A Lost Past

I don’t really know where I come from. Sure, I could recite the cultures: German, English, Native American, Irish. I could wear green on St. Patrick’s Day, but I couldn’t tell you what it actually means to me, or more specifically, what it means to my family.

My family is small. Really, really small. My great grandpa was German, but I haven’t met him. Every ounce of the past I have is simply a story passed down from my mother. The heritage we have is captured in her faded childhood memories and black and white photographs. We search for it in the loopy handwriting of old journal entries, but no one seems to have recorded any of the stories I long to hear.

Maybe that’s why stories are so important to me: because I have a lack of a defined beginning, because of the stories I am absent of.
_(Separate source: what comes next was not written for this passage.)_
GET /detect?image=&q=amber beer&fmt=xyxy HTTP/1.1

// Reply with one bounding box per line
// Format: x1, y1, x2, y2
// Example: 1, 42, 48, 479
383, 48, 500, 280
Maybe that’s why I have kept journals from such a young age: because I don’t want secrets. I don’t want my beliefs locked away, only guessed at, only speculated.
I know some of the customs associated with the cultures I claim as part of me, but that doesn’t mean I know how they affected my family. I don’t have raw, true accounts. I have textbook definitions that I’m supposed to use to understand where my family comes from. I have old photographs taken out of context. I have online family tree results. I have my dad’s stories of our Native American heritage.


I should have specific memories and stories and beliefs, but instead I am left with English Breakfast tea, green clothes on St. Patrick’s day, and various family trees. Is that all that I am? An American, here for so long that I am absent of anything prior? An American who stands every day to say the Pledge of Allegiance and gets fired up about presidential elections? An American who wears green and drinks English Breakfast tea while sitting in her yoga pants and tweeting about popular culture?

Is that what culture boils down to? After all the battles my ancestors fought, after all the stories that made their way into the air and onto paper, after all the beliefs that they stood for. Is that really all I have left?

My family’s stories still exist within us, in the evolution of our hopes and dreams and goals and beliefs. On the surface, it seems like I am absent of all details about my family. But truly, I can look at the photographs and begin to understand. I can hear the stories and try to make something of them. I can wear green and think about what it means to me, even if I don’t know what the culture meant to my ancestors. I can take my own meaning from the fragments in my past, and ingrain them within my future.

I’m proud to be American. I’m proud to be German and English and Native American. I’m proud of my family for all that they’ve done, even if I don’t know every detail. I’m proud of our journey even without knowing the specifics of every step. I’m proud of our story. It doesn’t end here. I will try my hardest to keep it going.